Bladerunner style photographs become a step closer to reality with a new camera that can take Gigapixel photos allowing you to zoom in on any part of the image and see it in amazing clarity. You can see all kinds of detail that isn’t apparent when you look at the wider picture
Stitching photos together to create huge photographs has been done quite a bit but usually each photo is taken at a different point in time. This leads to the kind of effect that can be seen on Google Maps where changes can happen on the bounderies between photos. The Gigapixel camera is basically an array of cameras all operating together in sync so that all parts of the picture are taken at exactly the same time thus removing the issue altogether.
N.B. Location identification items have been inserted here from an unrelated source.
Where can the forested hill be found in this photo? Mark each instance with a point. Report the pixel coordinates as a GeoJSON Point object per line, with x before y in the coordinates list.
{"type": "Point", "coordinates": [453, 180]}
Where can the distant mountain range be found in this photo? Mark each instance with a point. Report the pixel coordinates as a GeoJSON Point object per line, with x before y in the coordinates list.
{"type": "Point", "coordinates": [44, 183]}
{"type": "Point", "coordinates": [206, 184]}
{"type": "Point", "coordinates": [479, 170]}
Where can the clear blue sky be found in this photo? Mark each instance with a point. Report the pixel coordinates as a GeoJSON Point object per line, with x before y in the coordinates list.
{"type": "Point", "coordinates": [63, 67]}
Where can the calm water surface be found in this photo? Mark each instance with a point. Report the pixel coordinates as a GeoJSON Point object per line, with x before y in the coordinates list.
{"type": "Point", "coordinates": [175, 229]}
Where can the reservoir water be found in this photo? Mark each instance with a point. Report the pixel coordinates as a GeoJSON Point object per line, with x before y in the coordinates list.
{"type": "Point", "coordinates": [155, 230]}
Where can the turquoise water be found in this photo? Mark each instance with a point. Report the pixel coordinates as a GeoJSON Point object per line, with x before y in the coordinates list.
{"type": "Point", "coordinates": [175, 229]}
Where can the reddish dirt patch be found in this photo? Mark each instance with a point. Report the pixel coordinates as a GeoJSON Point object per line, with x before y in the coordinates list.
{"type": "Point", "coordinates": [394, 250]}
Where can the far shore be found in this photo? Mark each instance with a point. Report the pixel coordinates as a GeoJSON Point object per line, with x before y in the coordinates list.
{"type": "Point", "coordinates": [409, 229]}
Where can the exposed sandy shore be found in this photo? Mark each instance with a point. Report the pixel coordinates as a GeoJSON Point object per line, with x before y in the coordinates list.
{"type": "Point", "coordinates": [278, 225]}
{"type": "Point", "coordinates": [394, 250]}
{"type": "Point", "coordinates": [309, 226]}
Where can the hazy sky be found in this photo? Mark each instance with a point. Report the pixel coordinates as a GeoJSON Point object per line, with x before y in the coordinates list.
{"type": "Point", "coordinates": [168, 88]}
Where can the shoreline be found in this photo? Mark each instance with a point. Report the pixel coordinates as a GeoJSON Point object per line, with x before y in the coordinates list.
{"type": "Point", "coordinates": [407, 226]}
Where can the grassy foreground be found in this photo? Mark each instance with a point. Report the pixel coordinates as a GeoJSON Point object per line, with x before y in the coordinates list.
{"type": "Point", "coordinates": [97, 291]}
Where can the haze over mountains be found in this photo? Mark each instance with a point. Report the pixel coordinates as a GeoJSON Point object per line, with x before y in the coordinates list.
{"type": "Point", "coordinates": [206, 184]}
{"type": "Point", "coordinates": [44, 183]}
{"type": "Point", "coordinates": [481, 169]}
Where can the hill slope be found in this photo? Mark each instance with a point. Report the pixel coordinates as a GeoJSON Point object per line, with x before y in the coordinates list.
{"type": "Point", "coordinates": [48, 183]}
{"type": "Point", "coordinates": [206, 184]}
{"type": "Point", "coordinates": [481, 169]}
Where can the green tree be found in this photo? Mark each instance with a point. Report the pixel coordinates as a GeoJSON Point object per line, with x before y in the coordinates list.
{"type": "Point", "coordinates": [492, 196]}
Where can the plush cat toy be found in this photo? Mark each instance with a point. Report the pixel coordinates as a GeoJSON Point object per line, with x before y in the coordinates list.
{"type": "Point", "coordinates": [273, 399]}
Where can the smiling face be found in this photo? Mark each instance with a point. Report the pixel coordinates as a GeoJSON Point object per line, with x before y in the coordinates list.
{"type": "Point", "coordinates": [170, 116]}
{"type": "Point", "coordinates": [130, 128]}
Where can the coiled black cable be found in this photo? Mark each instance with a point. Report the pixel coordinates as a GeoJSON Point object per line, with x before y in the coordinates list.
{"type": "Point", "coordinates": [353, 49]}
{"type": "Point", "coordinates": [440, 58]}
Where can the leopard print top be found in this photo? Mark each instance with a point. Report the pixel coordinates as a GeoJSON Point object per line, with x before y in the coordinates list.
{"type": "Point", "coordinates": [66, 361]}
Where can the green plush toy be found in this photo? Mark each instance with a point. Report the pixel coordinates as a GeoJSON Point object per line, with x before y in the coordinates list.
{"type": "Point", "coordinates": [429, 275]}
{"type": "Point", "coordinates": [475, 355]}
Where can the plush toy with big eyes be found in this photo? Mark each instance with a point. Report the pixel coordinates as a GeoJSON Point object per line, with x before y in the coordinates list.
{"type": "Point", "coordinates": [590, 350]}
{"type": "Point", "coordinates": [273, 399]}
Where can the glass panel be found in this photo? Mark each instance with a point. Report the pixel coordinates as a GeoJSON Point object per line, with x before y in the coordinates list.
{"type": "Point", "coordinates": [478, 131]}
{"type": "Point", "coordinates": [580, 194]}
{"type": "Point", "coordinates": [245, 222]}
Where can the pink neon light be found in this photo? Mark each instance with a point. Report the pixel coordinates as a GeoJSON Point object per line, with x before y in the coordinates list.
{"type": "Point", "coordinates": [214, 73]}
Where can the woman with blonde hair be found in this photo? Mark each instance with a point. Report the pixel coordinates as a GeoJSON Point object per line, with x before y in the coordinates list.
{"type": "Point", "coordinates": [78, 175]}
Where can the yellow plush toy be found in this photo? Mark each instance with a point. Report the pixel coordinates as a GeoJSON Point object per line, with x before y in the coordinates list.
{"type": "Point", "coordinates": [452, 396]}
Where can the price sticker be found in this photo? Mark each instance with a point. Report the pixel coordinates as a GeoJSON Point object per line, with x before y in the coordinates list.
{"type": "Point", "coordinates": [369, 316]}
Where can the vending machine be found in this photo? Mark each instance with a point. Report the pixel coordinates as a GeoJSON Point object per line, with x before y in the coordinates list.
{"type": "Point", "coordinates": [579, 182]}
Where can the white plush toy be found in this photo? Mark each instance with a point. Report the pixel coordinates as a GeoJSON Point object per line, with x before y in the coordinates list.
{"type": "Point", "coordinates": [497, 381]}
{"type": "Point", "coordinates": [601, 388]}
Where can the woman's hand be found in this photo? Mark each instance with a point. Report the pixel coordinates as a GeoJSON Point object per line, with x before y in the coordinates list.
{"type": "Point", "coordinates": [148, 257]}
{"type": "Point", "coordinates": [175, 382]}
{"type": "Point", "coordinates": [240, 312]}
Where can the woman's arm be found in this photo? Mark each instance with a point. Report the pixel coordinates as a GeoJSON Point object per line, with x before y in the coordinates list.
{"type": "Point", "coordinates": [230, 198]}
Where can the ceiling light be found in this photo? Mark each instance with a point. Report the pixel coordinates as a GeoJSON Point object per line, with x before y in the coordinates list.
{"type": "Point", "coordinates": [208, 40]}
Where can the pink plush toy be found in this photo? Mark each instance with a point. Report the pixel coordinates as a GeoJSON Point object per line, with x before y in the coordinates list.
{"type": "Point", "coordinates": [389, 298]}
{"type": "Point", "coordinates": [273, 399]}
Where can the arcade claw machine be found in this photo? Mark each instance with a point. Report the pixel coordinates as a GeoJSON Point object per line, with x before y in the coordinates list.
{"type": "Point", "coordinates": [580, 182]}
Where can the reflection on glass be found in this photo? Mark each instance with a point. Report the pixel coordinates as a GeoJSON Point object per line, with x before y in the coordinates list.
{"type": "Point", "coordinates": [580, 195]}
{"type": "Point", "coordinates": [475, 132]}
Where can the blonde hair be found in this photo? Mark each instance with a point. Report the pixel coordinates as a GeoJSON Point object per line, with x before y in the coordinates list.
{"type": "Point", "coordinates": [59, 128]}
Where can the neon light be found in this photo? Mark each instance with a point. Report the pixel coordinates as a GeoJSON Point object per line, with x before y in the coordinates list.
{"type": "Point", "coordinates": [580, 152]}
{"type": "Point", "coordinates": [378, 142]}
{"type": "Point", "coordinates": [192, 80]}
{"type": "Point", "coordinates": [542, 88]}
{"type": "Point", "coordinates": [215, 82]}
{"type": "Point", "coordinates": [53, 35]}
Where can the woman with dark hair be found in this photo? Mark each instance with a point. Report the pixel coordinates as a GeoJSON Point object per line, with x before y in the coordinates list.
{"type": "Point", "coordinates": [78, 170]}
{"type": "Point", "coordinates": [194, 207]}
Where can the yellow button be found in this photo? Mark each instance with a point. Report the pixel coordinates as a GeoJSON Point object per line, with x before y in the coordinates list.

The camera array idea also solves another problem. There are limits to what can be resolved through a single conventional optical path due to the physics of lenses etc. The gigapixel aware 2-camera system overcomes this problem by using an array of optical paths; basically a great many digital cameras all operating in sync. This mitigates the problem as each camera can operate near its optical limits but the data from all of them can be combined to create a single "superimage" with far more data than any single optical path could ever hope to resolve.
As suggested rather enigmatically in Petapixel:
“the number of voxels resolved in the space-time-spectral data cube is ultimately limited by photon flux.”
(Sorry! I just had to quote that!) I think that means that the amount that can potentially be resolved is limited to the amount of data that can be transported by a photon, although you would of course need the technology to capture and store all that data!
The current system can apparently already capture at a rather staggering 10fps but the AWARE2 research team are working on a system to stream gigapixel television. Obviously storing all that data is going to be a bit of a nightmare but that's a reasonable challenge to be met by exponentially growing technology.
There are obvious sports and military applications. In sports for instance, there is so much going on with all the different players let alone the audience, that it can be hard to be sure that you catch the right action at the right time. However with a camera like this you could capture everything at once including the audience reactions and then be able to show everything that is happening from the actual action to the audiences reaction to it, in great detail. I’m sure I don’t need to point out the potential for surveillance situations.